Hi Brad,
Recently I started to simulate shear wave propagation in tissue-mimicking phantoms by using the "pstdElastic2D" function. I am simulating a uniform phantom (100 mm x 100 mm) with a sinusoidal velocity source on the left side. I thought that in this situation the shear wave only propagates from left to right and therefore PMLs are only needed on the left and right sides but not needed on the top and bottom sides. (a) When I set the PMLSize to be zero on the top and bottom sides, I got uniform vibration amplitudes in the entire domain, which is expected. On the other hand, it is written in the k-Wave manual that "To remove the PML, set the appropraite PMLAlpha to zero rather than forcing the PML to be of zero size. (Page 63)" (b) When I set the PMLSize to be nonzero but PMLAlpha = 0 on the top and bottom sides, I got different results from those in (a). This leads me to the following question: How should the PMLs be set up in k-Wave? For example, should PMLs always be set up on all sides or only on the sides in the wave propagation direction? Why "PMLSize = 0" is not equivalent to "PMLSize=/=0 & PMLAlpha = 0"?

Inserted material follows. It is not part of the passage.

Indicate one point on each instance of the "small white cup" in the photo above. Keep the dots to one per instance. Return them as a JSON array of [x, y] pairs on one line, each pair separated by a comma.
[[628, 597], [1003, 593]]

Additionally, I would like to ask whether it is correct to set the compression wave speed (c_p) to be a small (nonphysical) value (e.g., 0.001 m/s) to reduce the compute time, if the focus is on the shear wave (I used c_s = 4.59 m/s). I tried simulations with different c_p values and found that the wave image results with c_p = 1000 m/s and c_p = 0.001 m/s seems nearly the same (for shear wave propagation in a uniform phantom). As far as I know, c_p should be quite different (either much larger or much smaller) from c_s to avoid numerical errors. I also noticed that the PMLs worked fine in attenuating the shear wave when c_p = 1000 m/s but did not work when c_p = 0.001 m/s. Is this behavior of the PMLs expected?
Thank you very much and I look forward to your reply.